Lifted by a resurgent automotive sector and rising global demand for digital compasses in smartphones and tablets, the market for silicon magnetic sensors is enjoying accelerated growth, with revenue in 2011 set to rise a strong 23.7 percent, according to a new IHS iSuppli report. Revenue this year for silicon magnetic sensors is projected to reach $1.46 billion, up from $1.18 billion in 2010, following a blockbuster year in 2010 where revenues rebounded 48.6 percent. Given the spectacular recovery of the automotive passenger vehicle industry and the fast uptake of compasses to aid navigation-related functions in handsets and tablets, the magnetic sensor market can look likewise to healthy times in the years ahead, said Richard Dixon, Ph.D., senior analyst for MEMS and sensors at IHS. By 2015, revenue will hit $2.47 billion, equivalent to a five-year compound annual growth rate starting from 2010 of 15.8 percent.

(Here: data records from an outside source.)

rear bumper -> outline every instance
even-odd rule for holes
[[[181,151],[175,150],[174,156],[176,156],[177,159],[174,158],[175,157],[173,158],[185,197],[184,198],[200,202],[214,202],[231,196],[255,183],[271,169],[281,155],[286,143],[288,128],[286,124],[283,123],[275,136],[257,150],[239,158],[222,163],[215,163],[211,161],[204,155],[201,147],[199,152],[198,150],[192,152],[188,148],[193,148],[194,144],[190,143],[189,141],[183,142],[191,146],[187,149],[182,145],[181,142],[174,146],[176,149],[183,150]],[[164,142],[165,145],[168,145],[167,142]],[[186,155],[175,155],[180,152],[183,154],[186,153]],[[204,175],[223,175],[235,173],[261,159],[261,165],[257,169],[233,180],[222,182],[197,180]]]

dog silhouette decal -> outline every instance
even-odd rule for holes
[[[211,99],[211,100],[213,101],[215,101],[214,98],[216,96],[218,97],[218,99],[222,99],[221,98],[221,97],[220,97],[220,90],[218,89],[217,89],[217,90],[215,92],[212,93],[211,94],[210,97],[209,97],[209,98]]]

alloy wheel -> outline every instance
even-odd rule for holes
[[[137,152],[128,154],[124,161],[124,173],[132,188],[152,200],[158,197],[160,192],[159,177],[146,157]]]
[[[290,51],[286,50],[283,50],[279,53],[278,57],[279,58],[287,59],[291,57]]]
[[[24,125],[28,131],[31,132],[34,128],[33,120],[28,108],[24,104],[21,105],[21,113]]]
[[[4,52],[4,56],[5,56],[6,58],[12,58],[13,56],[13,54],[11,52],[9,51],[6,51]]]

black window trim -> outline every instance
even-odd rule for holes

"Magnetic sensors are enjoying big growth again this year, with the market simply flooded with higher-cost parts such as compasses as well as mission-critical automotive sensors," observed Dixon. "Unlike low-cost switches widely used in white goods such as microwave ovens, or in information technology gear like PCs, fax machines and copiers, automotive and handset compasses contain relatively high-priced sensors, which should serve to buoy the market for at least the next four years."

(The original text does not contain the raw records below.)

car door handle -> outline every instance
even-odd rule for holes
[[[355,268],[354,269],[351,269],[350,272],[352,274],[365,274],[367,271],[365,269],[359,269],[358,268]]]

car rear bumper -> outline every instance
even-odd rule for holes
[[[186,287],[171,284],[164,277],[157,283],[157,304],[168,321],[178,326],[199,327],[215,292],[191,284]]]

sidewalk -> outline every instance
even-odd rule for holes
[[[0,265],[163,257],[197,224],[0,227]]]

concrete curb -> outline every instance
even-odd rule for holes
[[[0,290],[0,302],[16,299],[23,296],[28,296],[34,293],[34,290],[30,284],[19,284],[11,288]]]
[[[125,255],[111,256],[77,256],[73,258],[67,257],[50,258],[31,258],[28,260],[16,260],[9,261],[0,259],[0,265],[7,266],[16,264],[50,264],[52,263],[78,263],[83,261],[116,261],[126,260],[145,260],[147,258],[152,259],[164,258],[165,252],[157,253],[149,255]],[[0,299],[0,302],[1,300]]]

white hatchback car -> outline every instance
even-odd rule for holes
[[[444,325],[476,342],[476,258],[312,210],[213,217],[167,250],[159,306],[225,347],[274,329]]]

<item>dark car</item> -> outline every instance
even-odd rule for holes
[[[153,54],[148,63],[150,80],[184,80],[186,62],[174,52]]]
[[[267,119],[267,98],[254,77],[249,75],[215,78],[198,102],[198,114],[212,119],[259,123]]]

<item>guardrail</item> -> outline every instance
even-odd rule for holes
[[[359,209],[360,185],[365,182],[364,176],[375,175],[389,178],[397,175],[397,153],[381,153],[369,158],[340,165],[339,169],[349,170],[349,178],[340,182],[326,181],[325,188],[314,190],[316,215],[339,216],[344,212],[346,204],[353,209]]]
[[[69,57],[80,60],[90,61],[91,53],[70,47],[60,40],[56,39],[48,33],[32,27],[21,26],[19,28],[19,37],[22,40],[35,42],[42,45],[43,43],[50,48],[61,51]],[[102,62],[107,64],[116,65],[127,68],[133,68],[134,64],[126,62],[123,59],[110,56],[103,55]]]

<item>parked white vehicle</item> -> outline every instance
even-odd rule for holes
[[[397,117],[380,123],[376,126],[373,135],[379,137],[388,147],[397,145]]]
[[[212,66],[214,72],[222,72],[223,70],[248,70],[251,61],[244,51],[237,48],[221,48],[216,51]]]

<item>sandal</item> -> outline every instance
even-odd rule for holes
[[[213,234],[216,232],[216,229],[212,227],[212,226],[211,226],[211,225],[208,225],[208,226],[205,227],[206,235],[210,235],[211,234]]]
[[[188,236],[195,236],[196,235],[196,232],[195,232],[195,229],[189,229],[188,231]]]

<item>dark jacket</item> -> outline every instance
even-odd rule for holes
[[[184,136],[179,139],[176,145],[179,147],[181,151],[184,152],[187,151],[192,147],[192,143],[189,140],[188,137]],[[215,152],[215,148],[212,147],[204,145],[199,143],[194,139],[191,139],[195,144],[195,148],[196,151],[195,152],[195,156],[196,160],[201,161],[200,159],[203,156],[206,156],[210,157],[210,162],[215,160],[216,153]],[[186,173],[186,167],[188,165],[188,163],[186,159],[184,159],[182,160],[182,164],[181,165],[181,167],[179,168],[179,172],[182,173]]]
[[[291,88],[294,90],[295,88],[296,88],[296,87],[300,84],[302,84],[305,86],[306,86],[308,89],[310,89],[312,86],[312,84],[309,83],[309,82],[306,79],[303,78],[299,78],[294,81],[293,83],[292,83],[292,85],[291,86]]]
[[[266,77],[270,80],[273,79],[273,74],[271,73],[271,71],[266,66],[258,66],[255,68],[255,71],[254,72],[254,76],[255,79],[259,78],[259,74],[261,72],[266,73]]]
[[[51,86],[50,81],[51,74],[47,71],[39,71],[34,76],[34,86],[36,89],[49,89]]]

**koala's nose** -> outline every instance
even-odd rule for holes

The robust growth, Dixon added, is driven by several factors, including a huge increase in the production of vehicles requiring the sensors. The automotive market accounts for 50 percent of the market for magnetic sensors; the 25 percent rise in passenger car production last year was a major "shot in the arm" for the sensor demand.
More than 65 uses are available for these sensors in the automotive space, a long list that includes wheel-speed sensors in anti-lock brake systems, electric motors requiring accurate control, electronic steering and throttle control, transmission sensors for automatics and new double-clutch systems, and current sensors for battery management.
Digital compass market and other sectors also play major role
Also providing a boost to magnetic sensors is the digital compass sector, responsible for 20 percent of magnetic revenues in 2010. Not only is the digital compass becoming a standard feature in the global positioning systems (GPS) of tablets and mobile phones, the device also is starting to find its way into gaming applications, cameras and other devices. In gaming, for instance, magnetic sensors provide exact orientation reference in high-speed games and can also be used to recalibrate for drift in inertial sensors.
Magnetic sensors also are used in the industrial space. Here, up to three Hall switches provide commutation for brushless direct-current motors, or measures current in inverters in solar installations and wind turbines, either as open- or closed-loop Hall effect switches in competition with other technologies like resistive shunts.
Other important applications for magnetic sensors include consumer electronics, where digital compasses are utilized for geotagging in cameras or display management in laptops, MP3 players and portable navigation devices; PC applications, which include miniature motor sensors for cooling fans, DVD and CD optical drives; and other miscellaneous uses ranging from pacemakers to switches in fax machines and copiers.
The largest supplier in 2010 of silicon magnetic sensors was Japan’s Asahi Kasei Microsystems, followed by Allegro Microsystems of Worcester, Mass.
The top magnetic sensor devices were Hall-effect integrated circuits and elements, designed to sense changing magnetic fields and to measure current and rotational position, along with speed and linear position. Growth in the magnetic sensor space will cool slightly after 2015, due to the rapid erosion in price of electronic compasses, as well as to an eventual slowdown in automotive applications after fitment rates are achieved for safety mandates in electronic stability control systems and tire-pressure monitors.